In a tableau of seamless, often gorgeous image-making, it was the wobble of that flame that made it all memorable — and the other bursts of spontaneity that broke through the tightly controlled script. Many of these came with the Parade of Athletes, when not even on-field prompters could hurry the joyful gambol of competitors claiming center stage. As the ceremony's artistic director, David Atkins, later quipped, "You can't get Brazil to march in straight lines." Then, as the evening moved into overdrive, there was diva Tina Arena's deep breath, and wink to the orchestra, before she launched into "The Flame," Gould's girlish skip and Freeman's giggle. Sydney doesn't like to stand on ceremony, and as the flame was hoisted, the golden girls grouped together and chatted as if at a family barbecue.

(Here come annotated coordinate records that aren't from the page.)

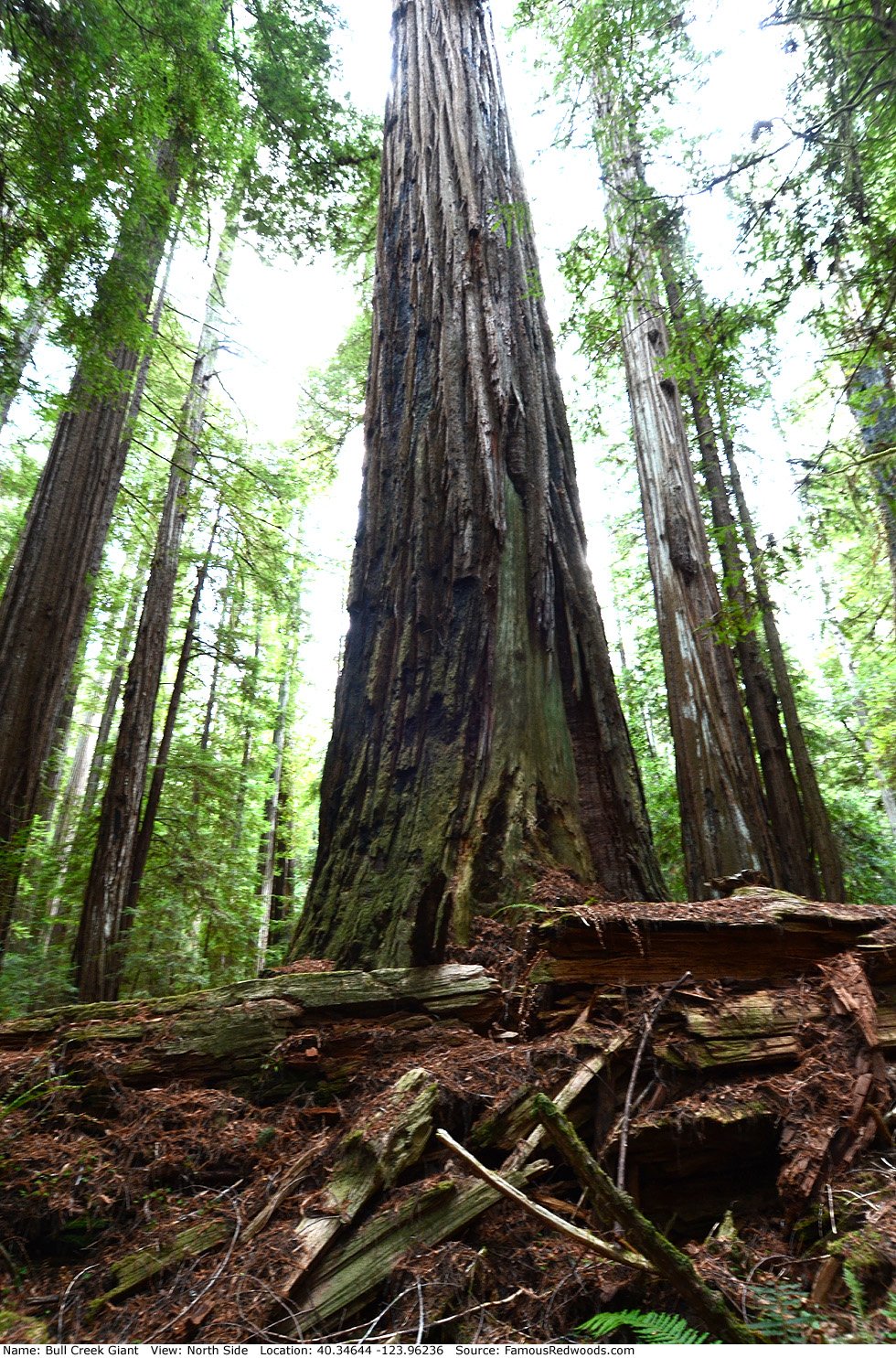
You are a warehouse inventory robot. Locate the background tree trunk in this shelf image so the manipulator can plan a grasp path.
[0,144,176,948]
[593,98,781,899]
[660,243,818,901]
[0,285,48,429]
[292,0,664,966]
[75,191,241,1002]
[121,512,220,933]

Compared with Atlanta's handover ceremony four years ago, when inflatable kangaroos bounced on bicycles, Sydney's show was relatively cringe-free. "It was everything we wanted and more," said Sydneysider Heather Georgulis, speaking for many. "It was very Australian and made you proud to be an Australian." With 120 stockmen on horseback, 900 indigenous performers and 100 lawn mowers variously arabesquing across the stage, the mood called to mind a backyard corroboree. Stilt walkers and flaming Ned Kellys added levity, and complex logistics were made to look like child's play. "I wasn't scared," said aerial star Nikki Webster, who flew on cables 25 meters above the stage. "I was just enjoying myself and having heaps and heaps of fun." If the "Nature" and "Arrivals" segments sometimes appeared like a garish fruit salad, the organizers could be forgiven. "We're the entree," said artistic director Atkins.

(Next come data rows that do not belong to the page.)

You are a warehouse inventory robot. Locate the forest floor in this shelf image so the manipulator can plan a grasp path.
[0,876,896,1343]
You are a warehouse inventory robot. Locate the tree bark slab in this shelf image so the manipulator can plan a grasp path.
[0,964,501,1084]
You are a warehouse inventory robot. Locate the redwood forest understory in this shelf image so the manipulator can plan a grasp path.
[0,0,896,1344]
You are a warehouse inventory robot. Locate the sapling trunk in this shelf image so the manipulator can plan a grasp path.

Indeed, with a record 199 competing nations present, the night's real stars were the athletes: from the lone representative of Brunei Darussalam to the 628-strong Australian team. Relaxed in their ocher-colored car coats and slinging toy kangaroos into the crowd, the Australians basked in the warmest applause. But beyond the nationalism there was much goodwill — toward the four athletes from East Timor, parading for the first time since their homeland's independence, as were teams from Eritrea, Palau and Micronesia. Even more stirring was the standing ovation given to the North and South Korean athletes, who, although they will compete separately, marched together in support of reunification. After all, said a North Korean official earlier in the week, "we are the same blood."

They weren't the only countries to be galvanized by the spirit of the Games. Passing through 11,000 hands during the torch relay's 100-day, 27,000-km journey, the Olympic flame has brought Australia into closer touch with itself. The relay "symbolizes everything that's good about the Games," former marathon champion Robert de Castella has said. "Somehow it's been able to capture the balance between the grass roots and the elite side of the Olympics." In a chain of simple gestures, the Olympic ideal was made tangible.

As fiercely as the flame burns the hope of a Games "without doping and without drugs," as Hockeyroos star Rechelle Hawkes said in the Olympic oath. And in choosing Cathy Freeman as the flame's final custodian, Games officials rekindled another hope. It was there in Freeman's eyes as the cauldron rose — a dedication not only to individual victory but to a collective one as well: to unity between black and white Australians. For a moment last Friday evening, anything seemed possible.